Par ailleurs, biologistes et écologues ont tenté d'établir des lois générales à propos d'espaces circonscrits, présentant de faibles possibilités d'échange avec l'extérieur. La théorie de la biogéographie insulaire (Wilson et Marc Arthur, 1967) cherche par exemple à établir un lien entre biodiversité, étendue de l'île et distance au continent le plus proche. Elle s'appuie sur la loi aire-espèces - qui veut que plus la superficie d'une île est grande, plus elle renferme d'espèces - et intègre le taux de renouvellement des espèces au sein de l'île, résultat conjoint de phénomènes locaux d'extinctions et de l'immigration d'espèces à partir du continent voisin. Le taux de renouvellement d'espèces est ainsi plus faible dans des îles éloignées du continent que dans des îles proches. A l'origine conçue comme devant s'appliquer aux seules îles océaniques, on a cherché à tester la validité de la théorie dans le cas d' « îles » continentales telles que des massifs montagneux isolés entourés par des plaines. Globalement, cela semble fonctionner, mais il y a de nombreuses exceptions, particulièrement lorsque l'homme est venu perturber les écosystèmes.

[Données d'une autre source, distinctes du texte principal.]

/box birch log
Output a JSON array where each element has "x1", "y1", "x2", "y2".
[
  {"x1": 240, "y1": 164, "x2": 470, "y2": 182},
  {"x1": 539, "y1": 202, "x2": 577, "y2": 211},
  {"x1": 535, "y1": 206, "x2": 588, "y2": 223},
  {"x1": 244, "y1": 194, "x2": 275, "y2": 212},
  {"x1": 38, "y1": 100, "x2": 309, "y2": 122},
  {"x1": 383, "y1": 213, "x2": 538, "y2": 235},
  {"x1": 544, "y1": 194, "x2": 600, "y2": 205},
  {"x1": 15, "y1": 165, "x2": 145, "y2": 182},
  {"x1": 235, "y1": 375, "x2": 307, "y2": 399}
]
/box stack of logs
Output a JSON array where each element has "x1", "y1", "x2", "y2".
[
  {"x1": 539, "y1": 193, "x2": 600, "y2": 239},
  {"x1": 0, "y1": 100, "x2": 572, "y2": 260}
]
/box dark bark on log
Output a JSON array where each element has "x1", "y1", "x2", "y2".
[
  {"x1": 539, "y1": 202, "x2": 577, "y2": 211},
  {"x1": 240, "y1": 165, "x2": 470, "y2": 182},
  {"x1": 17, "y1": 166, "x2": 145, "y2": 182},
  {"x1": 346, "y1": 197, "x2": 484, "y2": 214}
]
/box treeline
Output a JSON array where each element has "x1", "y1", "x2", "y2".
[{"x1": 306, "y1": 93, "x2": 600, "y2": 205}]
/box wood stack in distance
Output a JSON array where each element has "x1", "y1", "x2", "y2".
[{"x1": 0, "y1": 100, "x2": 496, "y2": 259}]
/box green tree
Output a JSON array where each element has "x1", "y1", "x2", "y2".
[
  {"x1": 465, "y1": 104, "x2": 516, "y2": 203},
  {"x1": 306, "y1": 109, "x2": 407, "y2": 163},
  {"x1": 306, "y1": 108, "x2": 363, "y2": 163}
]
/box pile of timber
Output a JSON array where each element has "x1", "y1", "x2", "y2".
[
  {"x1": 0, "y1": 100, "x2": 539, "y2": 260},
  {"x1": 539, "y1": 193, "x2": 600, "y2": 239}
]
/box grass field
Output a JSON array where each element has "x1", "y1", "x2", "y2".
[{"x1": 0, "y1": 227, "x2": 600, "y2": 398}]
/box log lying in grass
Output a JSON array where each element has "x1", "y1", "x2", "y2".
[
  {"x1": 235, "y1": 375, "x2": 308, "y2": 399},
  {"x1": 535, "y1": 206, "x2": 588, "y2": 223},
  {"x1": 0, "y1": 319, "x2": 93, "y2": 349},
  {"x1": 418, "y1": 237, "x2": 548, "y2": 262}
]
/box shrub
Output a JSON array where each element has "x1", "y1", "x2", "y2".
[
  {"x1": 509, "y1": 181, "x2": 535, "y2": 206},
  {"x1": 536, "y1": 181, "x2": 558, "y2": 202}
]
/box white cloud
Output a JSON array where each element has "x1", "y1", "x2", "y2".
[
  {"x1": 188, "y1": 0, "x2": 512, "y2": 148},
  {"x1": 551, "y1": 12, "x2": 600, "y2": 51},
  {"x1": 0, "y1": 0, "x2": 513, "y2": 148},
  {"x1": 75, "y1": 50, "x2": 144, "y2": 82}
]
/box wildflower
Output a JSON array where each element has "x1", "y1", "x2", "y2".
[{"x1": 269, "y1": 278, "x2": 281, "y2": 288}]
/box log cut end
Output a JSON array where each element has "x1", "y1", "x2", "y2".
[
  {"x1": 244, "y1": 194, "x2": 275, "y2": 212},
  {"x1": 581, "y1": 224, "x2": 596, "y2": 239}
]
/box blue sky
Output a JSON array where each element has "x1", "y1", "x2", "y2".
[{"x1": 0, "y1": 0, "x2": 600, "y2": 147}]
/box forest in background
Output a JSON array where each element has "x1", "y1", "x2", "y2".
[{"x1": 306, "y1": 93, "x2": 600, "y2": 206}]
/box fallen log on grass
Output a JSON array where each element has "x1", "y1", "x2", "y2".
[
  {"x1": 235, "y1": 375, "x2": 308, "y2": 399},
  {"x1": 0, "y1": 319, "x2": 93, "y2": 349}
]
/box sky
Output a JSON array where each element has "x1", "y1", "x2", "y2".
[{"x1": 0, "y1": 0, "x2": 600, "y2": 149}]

C'est par exemple le cas des îles méditerranéennes, anthropisées depuis 8000 ans.
2.3.2. Hotspots et coldspots
Les « hotspots » ou « points chauds » constituent des espaces où une biodiversité élevée, par ailleurs associée à un fort pourcentage d'espèces endémiques, est exposée à de fortes menaces. Cette approche a été développée dans les années 1990 par un scientifique britannique, Norman Myers, qui a dans un premier temps distingué 10 points chauds planétaires, chiffre porté au début des années 2000 à 25, puis aujourd'hui à 34.
[F26]Les 34 hotspots de la biodiversité planétaire (source : Conservation International)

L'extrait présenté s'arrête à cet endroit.